But was it still used as a "normal" noun for a father? In such a case it would be quite similar with the use of "father" to address Catholic priest in many countries today.


Drink said:


> Could you link to that thread?


What is the meaning of "abba"


----------



## Drink

I guess you're referring to this:


NotNow said:


> Furthermore, the word abba should not be translated as father.  It is an intimate term for a male parent.  The closest equivalents are daddy, tatus, or papa but even these do not convey the connotation of the Hebrew and Aramaic word.
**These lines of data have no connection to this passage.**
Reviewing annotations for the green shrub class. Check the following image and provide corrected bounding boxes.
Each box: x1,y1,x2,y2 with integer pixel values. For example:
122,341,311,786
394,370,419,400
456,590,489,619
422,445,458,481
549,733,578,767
It seems to me that NotNow is referring to the current usage in Modern Hebrew, but even so this is not a correct characterization, since it is actually the primary word for father in informal contexts.

In Talmudic Aramaic, I would not the word is in any way similar to the use of "father" for Catholic priests. It was used for people the speaker admires and respects, but not necessarily having any formal position in society. But perhaps that says more about the differences in these societies (a society where respect is earned by reputation vs. one where it is earned by a formal process) rather than about the usage of the words.

Yes אבא (’abbā) was still the normal word for father in Aramaic, although perhaps it was less common in this form itself, but more common in possessive constructions like אבוהי דגברא (’avūhi d'gavrā), meaning "the father of the man", using גברא (gavrā), "man", just as an example.


----------



## JAN SHAR

The Aramaic אַבָּא sounds a lot like its Hebrew counterpart אַב. Do you think one is a borrowing from the other? And Drink, why did you put a pronoun at the end of the first word in אבוהי דגברא when you already have the word ד? It's like saying His father of the man.


----------



## Drink

JAN SHAR said:


> The Aramaic אַבָּא sounds a lot like its Hebrew counterpart אַב. Do you think one is a borrowing from the other?


No. They are just cognates. Compare Arabic أب as well.



JAN SHAR said:


> And Drink, why did you put a pronoun at the end of the first word in אבוהי דגברא when you already have the word ד? It's like saying His father of the man.


That is how it works in Aramaic grammar.


----------